La Corée du Sud condamne une banderole de « victoire » sur l’ambassade russe à Séoul
La Corée du Sud a déploré le déploiement ce week-end sur l’ambassade de Russie à Séoul d’une banderole géante proclamant « La victoire sera nôtre », à quelques jours du quatrième anniversaire de l’offensive russe en Ukraine.
« Le gouvernement sud-coréen a toujours maintenu que l’invasion de l’Ukraine par la Russie était un acte illégal », a déclaré dimanche le ministère sud-coréen des Affaires étrangères dans un communiqué.
« Dans ce contexte, nous avons fait part à la partie russe de notre position concernant l’affichage récent d’une banderole sur les murs extérieurs de l’ambassade de Russie à Séoul et les déclarations publiques de l’ambassadeur de Russie en Corée du Sud », a ajouté cette source.
Ni l’ambassade de Russie ni l’ambassade d’Ukraine en Corée du Sud n’ont répondu dans l’immédiat aux sollicitations de l’AFP. Cet incident intervient juste avant le quatrième anniversaire de l’offensive russe à grande échelle en Ukraine, lancée le 24 février 2022.

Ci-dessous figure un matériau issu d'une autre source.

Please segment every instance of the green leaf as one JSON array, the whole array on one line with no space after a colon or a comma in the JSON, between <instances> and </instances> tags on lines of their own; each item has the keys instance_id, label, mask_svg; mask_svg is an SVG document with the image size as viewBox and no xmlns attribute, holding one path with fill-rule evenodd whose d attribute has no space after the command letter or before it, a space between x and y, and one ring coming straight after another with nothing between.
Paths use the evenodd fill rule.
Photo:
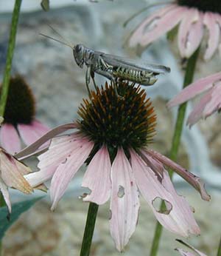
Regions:
<instances>
[{"instance_id":1,"label":"green leaf","mask_svg":"<svg viewBox=\"0 0 221 256\"><path fill-rule=\"evenodd\" d=\"M48 12L49 10L49 0L42 0L41 5L45 12Z\"/></svg>"},{"instance_id":2,"label":"green leaf","mask_svg":"<svg viewBox=\"0 0 221 256\"><path fill-rule=\"evenodd\" d=\"M9 216L7 207L0 208L0 240L3 238L5 232L10 226L18 219L21 213L27 211L40 199L43 197L36 198L31 200L27 200L13 204L12 213Z\"/></svg>"}]
</instances>

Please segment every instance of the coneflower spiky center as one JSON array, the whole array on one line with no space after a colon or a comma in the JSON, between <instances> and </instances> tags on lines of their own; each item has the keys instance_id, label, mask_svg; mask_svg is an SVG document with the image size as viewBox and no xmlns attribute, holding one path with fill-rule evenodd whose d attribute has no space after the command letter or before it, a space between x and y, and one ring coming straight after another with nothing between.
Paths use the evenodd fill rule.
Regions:
<instances>
[{"instance_id":1,"label":"coneflower spiky center","mask_svg":"<svg viewBox=\"0 0 221 256\"><path fill-rule=\"evenodd\" d=\"M113 86L91 92L89 100L79 108L78 121L82 133L95 144L110 148L122 146L138 149L152 142L155 133L156 116L144 90L134 84L119 82L118 97Z\"/></svg>"},{"instance_id":2,"label":"coneflower spiky center","mask_svg":"<svg viewBox=\"0 0 221 256\"><path fill-rule=\"evenodd\" d=\"M213 12L221 14L220 0L178 0L179 5L195 7L202 12Z\"/></svg>"},{"instance_id":3,"label":"coneflower spiky center","mask_svg":"<svg viewBox=\"0 0 221 256\"><path fill-rule=\"evenodd\" d=\"M10 78L4 112L4 122L16 125L30 124L35 114L31 89L21 75Z\"/></svg>"}]
</instances>

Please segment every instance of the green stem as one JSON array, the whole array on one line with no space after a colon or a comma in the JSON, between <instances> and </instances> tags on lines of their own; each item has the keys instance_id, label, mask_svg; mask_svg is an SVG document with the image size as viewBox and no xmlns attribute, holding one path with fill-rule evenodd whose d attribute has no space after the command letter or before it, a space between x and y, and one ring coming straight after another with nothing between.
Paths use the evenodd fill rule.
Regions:
<instances>
[{"instance_id":1,"label":"green stem","mask_svg":"<svg viewBox=\"0 0 221 256\"><path fill-rule=\"evenodd\" d=\"M15 44L15 37L18 27L18 21L20 13L21 0L15 0L13 18L12 18L12 24L11 24L11 30L7 53L7 61L6 61L6 67L4 73L1 92L1 98L0 98L0 116L4 116L4 109L7 103L8 89L9 89L9 82L10 78L10 72L12 67L12 61L14 53L14 48Z\"/></svg>"},{"instance_id":2,"label":"green stem","mask_svg":"<svg viewBox=\"0 0 221 256\"><path fill-rule=\"evenodd\" d=\"M219 243L217 256L221 256L221 238L220 238L220 243Z\"/></svg>"},{"instance_id":3,"label":"green stem","mask_svg":"<svg viewBox=\"0 0 221 256\"><path fill-rule=\"evenodd\" d=\"M84 236L81 246L80 255L80 256L88 256L90 255L90 249L91 246L91 241L95 226L98 207L99 206L97 204L94 203L90 203Z\"/></svg>"},{"instance_id":4,"label":"green stem","mask_svg":"<svg viewBox=\"0 0 221 256\"><path fill-rule=\"evenodd\" d=\"M9 89L9 81L10 78L10 72L12 67L12 61L13 57L13 52L15 44L15 37L18 27L18 21L20 13L21 0L16 0L14 5L14 10L12 17L11 30L10 39L8 43L8 48L7 52L6 66L3 77L3 82L1 90L0 98L0 117L3 117L4 114L4 109L7 103L7 98ZM0 207L4 206L5 202L1 195L0 195ZM0 256L2 255L2 244L0 241Z\"/></svg>"},{"instance_id":5,"label":"green stem","mask_svg":"<svg viewBox=\"0 0 221 256\"><path fill-rule=\"evenodd\" d=\"M193 55L189 58L186 70L185 73L185 77L183 81L183 88L188 86L193 81L196 63L200 51L200 47L193 53ZM169 152L169 158L176 161L178 156L178 148L180 144L180 138L182 135L184 117L186 109L186 102L180 105L177 115L177 121L174 129L174 134L172 138L172 146ZM172 172L169 172L169 175L171 178L172 178ZM163 206L161 205L161 207ZM155 229L154 238L150 250L150 256L156 256L159 247L159 243L163 231L163 227L159 222L157 222Z\"/></svg>"}]
</instances>

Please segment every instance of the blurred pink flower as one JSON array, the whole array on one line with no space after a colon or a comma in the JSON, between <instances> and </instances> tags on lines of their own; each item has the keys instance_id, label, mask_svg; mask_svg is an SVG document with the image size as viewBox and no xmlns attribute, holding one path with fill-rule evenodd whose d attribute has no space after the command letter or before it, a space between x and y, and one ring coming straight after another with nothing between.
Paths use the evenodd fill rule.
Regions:
<instances>
[{"instance_id":1,"label":"blurred pink flower","mask_svg":"<svg viewBox=\"0 0 221 256\"><path fill-rule=\"evenodd\" d=\"M11 78L4 121L0 128L0 144L8 152L21 150L20 138L29 145L49 130L35 115L35 98L30 87L21 75Z\"/></svg>"},{"instance_id":2,"label":"blurred pink flower","mask_svg":"<svg viewBox=\"0 0 221 256\"><path fill-rule=\"evenodd\" d=\"M220 43L221 6L219 1L178 0L145 18L133 31L129 45L149 45L179 25L178 48L181 57L189 58L208 32L204 59L210 59Z\"/></svg>"},{"instance_id":3,"label":"blurred pink flower","mask_svg":"<svg viewBox=\"0 0 221 256\"><path fill-rule=\"evenodd\" d=\"M182 256L207 256L204 253L194 249L190 244L185 243L181 240L176 239L176 240L180 242L182 244L184 244L186 246L187 246L189 249L190 249L192 251L193 251L194 252L194 253L189 252L183 250L183 249L179 249L179 248L175 249L175 250L179 252Z\"/></svg>"},{"instance_id":4,"label":"blurred pink flower","mask_svg":"<svg viewBox=\"0 0 221 256\"><path fill-rule=\"evenodd\" d=\"M20 138L26 145L29 145L49 130L49 128L38 120L29 124L17 124L17 127L4 123L0 129L0 143L2 147L13 155L21 149Z\"/></svg>"},{"instance_id":5,"label":"blurred pink flower","mask_svg":"<svg viewBox=\"0 0 221 256\"><path fill-rule=\"evenodd\" d=\"M10 213L12 210L8 187L29 194L33 189L23 177L30 169L0 147L0 191Z\"/></svg>"},{"instance_id":6,"label":"blurred pink flower","mask_svg":"<svg viewBox=\"0 0 221 256\"><path fill-rule=\"evenodd\" d=\"M170 100L168 107L186 102L196 95L205 92L199 103L189 115L187 124L192 127L200 118L206 118L221 109L221 73L200 78L184 88Z\"/></svg>"},{"instance_id":7,"label":"blurred pink flower","mask_svg":"<svg viewBox=\"0 0 221 256\"><path fill-rule=\"evenodd\" d=\"M110 229L119 251L124 249L135 231L139 192L165 228L184 237L198 235L192 210L175 192L166 168L178 173L203 199L209 201L204 184L170 159L147 149L155 133L155 115L150 99L145 99L145 91L123 83L119 84L118 92L124 92L123 101L111 86L92 92L90 100L84 100L79 109L82 120L55 128L42 137L41 144L54 138L48 150L38 156L40 170L25 178L33 186L51 180L54 210L71 180L86 163L82 186L90 193L83 201L99 205L110 199ZM55 137L64 128L77 132ZM40 140L29 149L35 151ZM18 157L31 154L32 150L27 148ZM164 210L156 206L159 201L165 202Z\"/></svg>"}]
</instances>

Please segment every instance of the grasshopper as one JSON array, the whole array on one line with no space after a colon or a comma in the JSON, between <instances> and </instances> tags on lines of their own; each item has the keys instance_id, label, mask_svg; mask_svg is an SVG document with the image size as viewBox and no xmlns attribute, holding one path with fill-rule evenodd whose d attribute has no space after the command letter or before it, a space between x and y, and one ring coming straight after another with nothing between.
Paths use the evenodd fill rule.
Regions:
<instances>
[{"instance_id":1,"label":"grasshopper","mask_svg":"<svg viewBox=\"0 0 221 256\"><path fill-rule=\"evenodd\" d=\"M85 82L89 95L91 78L93 80L95 89L97 88L94 80L95 73L110 79L113 84L116 95L119 96L116 88L116 82L119 80L128 81L136 84L149 86L156 82L156 75L170 72L169 67L163 65L150 64L144 62L141 63L138 61L106 54L86 47L81 44L71 46L61 35L52 27L51 28L63 40L63 41L44 34L41 33L40 35L71 48L77 64L80 68L83 68L84 64L87 67Z\"/></svg>"}]
</instances>

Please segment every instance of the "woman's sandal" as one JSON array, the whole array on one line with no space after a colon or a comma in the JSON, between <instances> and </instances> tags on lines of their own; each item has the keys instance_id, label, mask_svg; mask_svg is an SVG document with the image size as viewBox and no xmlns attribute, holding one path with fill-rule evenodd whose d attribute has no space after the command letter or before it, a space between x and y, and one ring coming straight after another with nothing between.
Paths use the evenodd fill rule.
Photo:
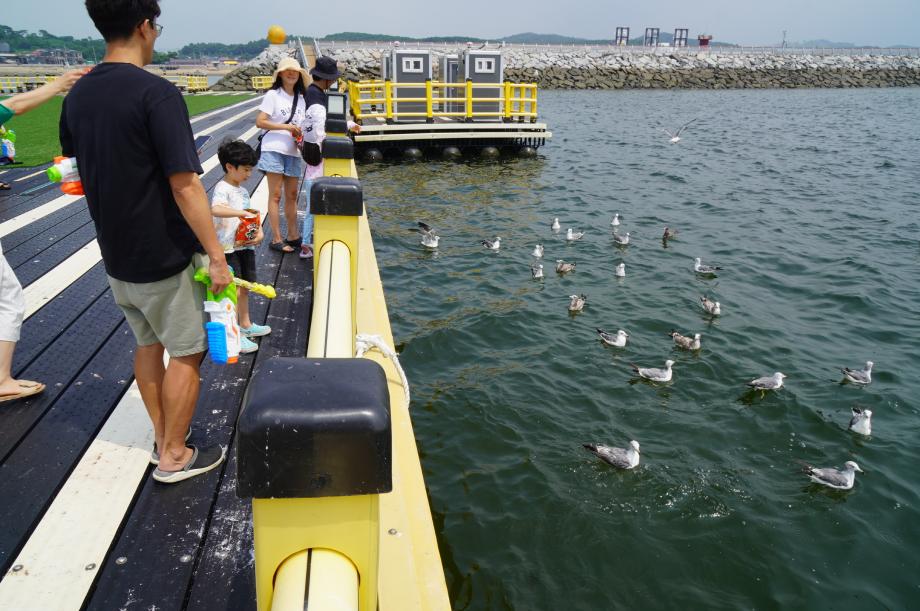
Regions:
<instances>
[{"instance_id":1,"label":"woman's sandal","mask_svg":"<svg viewBox=\"0 0 920 611\"><path fill-rule=\"evenodd\" d=\"M268 245L272 250L277 250L278 252L291 253L294 252L294 247L286 242L272 242Z\"/></svg>"}]
</instances>

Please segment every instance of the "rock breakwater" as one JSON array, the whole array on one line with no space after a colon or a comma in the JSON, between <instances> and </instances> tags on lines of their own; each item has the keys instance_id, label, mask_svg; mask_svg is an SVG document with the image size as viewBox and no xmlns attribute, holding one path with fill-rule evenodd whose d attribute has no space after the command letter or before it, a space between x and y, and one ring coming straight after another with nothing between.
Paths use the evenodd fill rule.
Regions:
<instances>
[{"instance_id":1,"label":"rock breakwater","mask_svg":"<svg viewBox=\"0 0 920 611\"><path fill-rule=\"evenodd\" d=\"M379 78L382 49L323 48L346 76ZM437 65L438 51L434 51ZM910 87L920 57L505 49L505 77L543 89ZM437 78L437 75L435 75Z\"/></svg>"}]
</instances>

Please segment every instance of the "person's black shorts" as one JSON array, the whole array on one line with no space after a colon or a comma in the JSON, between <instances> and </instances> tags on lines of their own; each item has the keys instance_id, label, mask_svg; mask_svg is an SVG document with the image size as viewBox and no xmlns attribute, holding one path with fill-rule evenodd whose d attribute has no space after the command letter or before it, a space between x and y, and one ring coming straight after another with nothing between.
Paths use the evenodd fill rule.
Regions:
<instances>
[{"instance_id":1,"label":"person's black shorts","mask_svg":"<svg viewBox=\"0 0 920 611\"><path fill-rule=\"evenodd\" d=\"M256 251L244 248L224 253L227 265L233 268L233 275L249 282L256 280Z\"/></svg>"}]
</instances>

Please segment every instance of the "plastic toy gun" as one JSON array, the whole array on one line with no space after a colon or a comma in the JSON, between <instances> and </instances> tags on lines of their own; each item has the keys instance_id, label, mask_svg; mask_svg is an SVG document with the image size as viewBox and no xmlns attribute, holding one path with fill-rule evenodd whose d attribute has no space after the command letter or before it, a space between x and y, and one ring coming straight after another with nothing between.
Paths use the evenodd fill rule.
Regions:
<instances>
[{"instance_id":1,"label":"plastic toy gun","mask_svg":"<svg viewBox=\"0 0 920 611\"><path fill-rule=\"evenodd\" d=\"M233 270L230 270L233 273ZM221 365L237 362L240 356L240 325L236 318L236 283L227 285L215 295L211 292L211 277L208 270L199 267L195 271L195 280L208 287L208 298L204 302L204 311L210 314L210 322L204 329L208 336L208 352L211 360ZM234 278L236 280L236 278Z\"/></svg>"},{"instance_id":2,"label":"plastic toy gun","mask_svg":"<svg viewBox=\"0 0 920 611\"><path fill-rule=\"evenodd\" d=\"M61 191L68 195L84 195L76 157L55 157L54 165L46 174L51 182L61 183Z\"/></svg>"}]
</instances>

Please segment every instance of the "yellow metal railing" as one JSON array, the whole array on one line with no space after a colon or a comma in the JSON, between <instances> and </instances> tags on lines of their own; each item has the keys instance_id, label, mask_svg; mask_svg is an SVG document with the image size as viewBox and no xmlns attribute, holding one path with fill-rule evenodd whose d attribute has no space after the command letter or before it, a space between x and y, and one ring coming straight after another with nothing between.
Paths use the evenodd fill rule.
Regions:
<instances>
[{"instance_id":1,"label":"yellow metal railing","mask_svg":"<svg viewBox=\"0 0 920 611\"><path fill-rule=\"evenodd\" d=\"M424 90L424 97L406 97L399 94L400 89ZM483 97L483 90L497 91L498 95ZM365 119L537 120L536 83L350 81L348 97L351 100L351 113L359 123ZM424 105L424 110L403 111L399 108L400 104L409 104L410 108ZM489 106L483 109L486 104Z\"/></svg>"},{"instance_id":2,"label":"yellow metal railing","mask_svg":"<svg viewBox=\"0 0 920 611\"><path fill-rule=\"evenodd\" d=\"M208 77L193 76L191 74L177 74L163 77L179 89L194 93L196 91L206 91L208 88Z\"/></svg>"},{"instance_id":3,"label":"yellow metal railing","mask_svg":"<svg viewBox=\"0 0 920 611\"><path fill-rule=\"evenodd\" d=\"M273 82L270 76L254 76L252 77L252 88L256 91L268 91Z\"/></svg>"},{"instance_id":4,"label":"yellow metal railing","mask_svg":"<svg viewBox=\"0 0 920 611\"><path fill-rule=\"evenodd\" d=\"M36 87L41 87L45 83L50 83L57 76L0 76L0 92L3 93L20 93L29 91Z\"/></svg>"}]
</instances>

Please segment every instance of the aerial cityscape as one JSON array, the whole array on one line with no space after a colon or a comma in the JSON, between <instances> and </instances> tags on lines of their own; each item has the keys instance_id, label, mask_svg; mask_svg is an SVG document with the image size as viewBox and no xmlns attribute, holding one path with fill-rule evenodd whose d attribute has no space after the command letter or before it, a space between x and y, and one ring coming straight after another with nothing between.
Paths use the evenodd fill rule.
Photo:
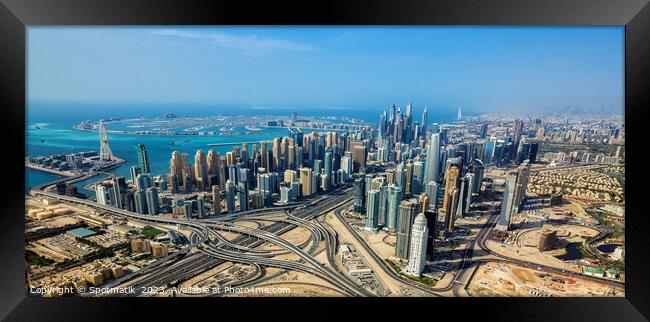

La Corée du Nord fournit du matériel militaire et a envoyé des milliers de soldats combattre au côté de Moscou face à l’Ukraine. D’après Séoul, au moins 2 000 d’entre eux ont été tués.
L’ambassadeur de Russie à Séoul, Georgy Zinoviev, a récemment souligné « l’importance de la contribution des troupes nord-coréennes à la libération de la partie sud de la région de Koursk des forces ukrainiennes » à partir de 2024, lors d’une réunion avec des journalistes sud-coréens, selon des propos rapportés par le quotidien Chosun Ilbo.
En 2024, la Corée du Sud avait exprimé sa « grave inquiétude » après la ratification par les députés russes d’un traité de défense entre la Russie et la Corée du Nord. Séoul et Pyongyang n’ont jamais signé de traité de paix à l’issue de la guerre de Corée (1950-1953).